(1) Field of the Invention
This invention relates to a method for protecting high temperature areas of equipment or facilities auxiliary to a fluidized incinerator from corrosion. Such high temperature areas include, for example, metallic areas exposed to combustion gas of high temperature such as cyclone dust collector, air preheater, waste heat boiler, their piping and the like which are provided in connection with the main body of the incinerator.
(2) Description of the Prior Art
A fluidized incinerator has such merits that it can handle a larger volume of waste materials per unit area and it promotes their perfect combustion. Fluidized incinerators have thus found wide-spread commercial utility as incinerators for municipal and industrial waste. These municipal and industrial wastes, however, contain chlorine-containing compounds and, upon burning, produce hydrogen chloride (HCl) gas and the like, thereby subjecting incinerators and their auxiliary equipment or facilities to corrosion and shortening their service life to impose big limitation on the recovery of theremal energy. It has thus been attempted to solve the above problems by using a heat and corrosion resistant steel material as a structural material or by supplying an alkaline compound into fluidized incinerators to neutralize and remove acidic gas produced in the course of combustion.

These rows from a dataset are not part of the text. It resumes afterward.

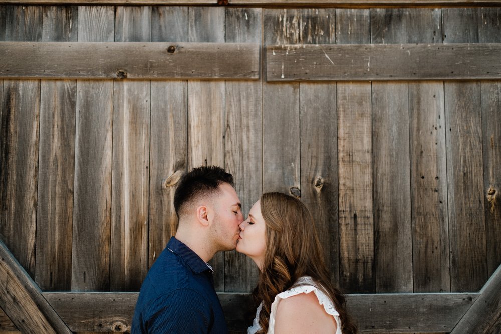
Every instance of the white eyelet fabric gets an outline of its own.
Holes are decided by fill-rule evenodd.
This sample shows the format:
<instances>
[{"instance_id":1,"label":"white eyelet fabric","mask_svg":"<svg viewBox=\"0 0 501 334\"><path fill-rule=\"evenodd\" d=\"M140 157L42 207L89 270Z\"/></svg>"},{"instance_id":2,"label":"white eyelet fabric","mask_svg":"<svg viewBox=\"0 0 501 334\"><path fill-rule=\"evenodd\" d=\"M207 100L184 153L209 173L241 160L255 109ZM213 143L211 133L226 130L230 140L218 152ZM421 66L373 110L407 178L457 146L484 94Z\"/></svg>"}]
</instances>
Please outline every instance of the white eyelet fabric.
<instances>
[{"instance_id":1,"label":"white eyelet fabric","mask_svg":"<svg viewBox=\"0 0 501 334\"><path fill-rule=\"evenodd\" d=\"M309 293L311 292L314 293L317 296L319 303L324 306L324 309L326 313L334 317L337 327L335 334L342 334L339 313L336 310L334 304L329 297L315 286L315 282L311 277L308 276L301 277L294 284L294 287L275 296L275 299L272 303L272 309L270 313L270 324L268 326L269 334L275 333L275 314L277 313L277 308L278 307L280 300L297 295L300 293ZM252 326L249 327L247 330L247 334L255 334L261 329L261 326L259 325L259 313L261 311L262 306L263 302L262 302L256 310L256 318L253 321Z\"/></svg>"}]
</instances>

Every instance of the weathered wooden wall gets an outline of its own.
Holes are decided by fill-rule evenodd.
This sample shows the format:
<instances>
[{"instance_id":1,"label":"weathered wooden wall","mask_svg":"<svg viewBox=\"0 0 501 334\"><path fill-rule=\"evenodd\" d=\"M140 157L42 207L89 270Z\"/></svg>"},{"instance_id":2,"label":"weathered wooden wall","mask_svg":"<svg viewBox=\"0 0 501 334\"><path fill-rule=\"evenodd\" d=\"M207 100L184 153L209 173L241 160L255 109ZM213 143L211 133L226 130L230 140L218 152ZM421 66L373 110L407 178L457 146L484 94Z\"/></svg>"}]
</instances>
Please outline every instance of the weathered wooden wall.
<instances>
[{"instance_id":1,"label":"weathered wooden wall","mask_svg":"<svg viewBox=\"0 0 501 334\"><path fill-rule=\"evenodd\" d=\"M0 5L0 41L262 46L258 80L0 78L0 235L43 291L138 291L175 232L180 174L216 164L244 212L263 191L300 197L346 293L477 292L501 263L501 80L272 82L265 54L499 43L500 20L498 8ZM219 292L257 282L234 251L212 265Z\"/></svg>"}]
</instances>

However, even if the acidic gas is neutralized and its concentration in the combustion gas is lowered to any considerable extent, it has been recognized that corrosion still takes place, especially at ash-covered areas because metals are heated to 450.degree. C. or higher at their surfaces in the equipment, facilities and piping auxiliary to a fluidized incinerator. If one wants to avoid corrosion at high temperatures, it is necessary to keep the temperature at the surface of a steel material below 450.degree. C. For this purpose, it has been a practice to lower the temperature of the combustion gas by spraying water or blowing cold air into the combustion gas or by increasing the flow velocity of a heat transfer medium in each heat exchanger. These measures, however, impose tremendous limitations when recovering energy from the combustion gas. For example, in the case of recovering the energy of combustion gas in the form of electric power by means of a steam turbine, lowered surface temperatures lead to a lowered pressure and a reduced volume of steam generated, thereby lowering the efficiency of heat recovery.
A variety of investigations and research have heretofore been done with respect to high temperature corrosion of incinerators. It has been known that the presence of HCl in combustion gas accelerates the corrosion and induces violent corrosion at temperatures above a certain level. The mechanism of such corrosion has already been elucidated. Namely, Fe is reacted with HCl to form FeCl.sub.3 and Fe.sub.2 Cl.sub.6, followed by decomposition of these iron chlorides to iron oxides with spontaneous regeneration of HCl. HCl is also formed due to the decomposition of chlorides such as NaCl, KCl, CaCl.sub.2 and the like present in incineration ashes. The thus-regenerated HCl seems to play the principal role in metal corrosion.
As counter-measures against high temperature corrosion due to hydrochloric acid, it may be effective:
(1) to periodically replace corroded parts of auxiliary equipment, considering them as expendable parts;
(2) to apply a special protective material on the surface of each part which is susceptible to corrosion; and
(3) to use a high-quality corrosion-resistant material.
However, it has been reported that counter-measure (1) requires frequent interruption of the operation of the incineration plant or the installation of standby equipment for each item of equipment which is liable to undergo corrosion; and counter-measure (2) does not show any noticeable effects even if Al.sub.2 O.sub.3 or its analogous refractory material is applied as a protective coating. As to counter-measure (3), the anti-corrosion effect of high chromium steel has been reported. However, such materials are costly and involve certain problems in their mechanical properties, thereby making themselves unsuitable for practical use. Under such circumstances, it is common practice to avoid the development of high temperature corrosion by, for example, lowering the temperature of each metal surface which is brought into contact with combustion gas of elevated temperature, as mentioned above.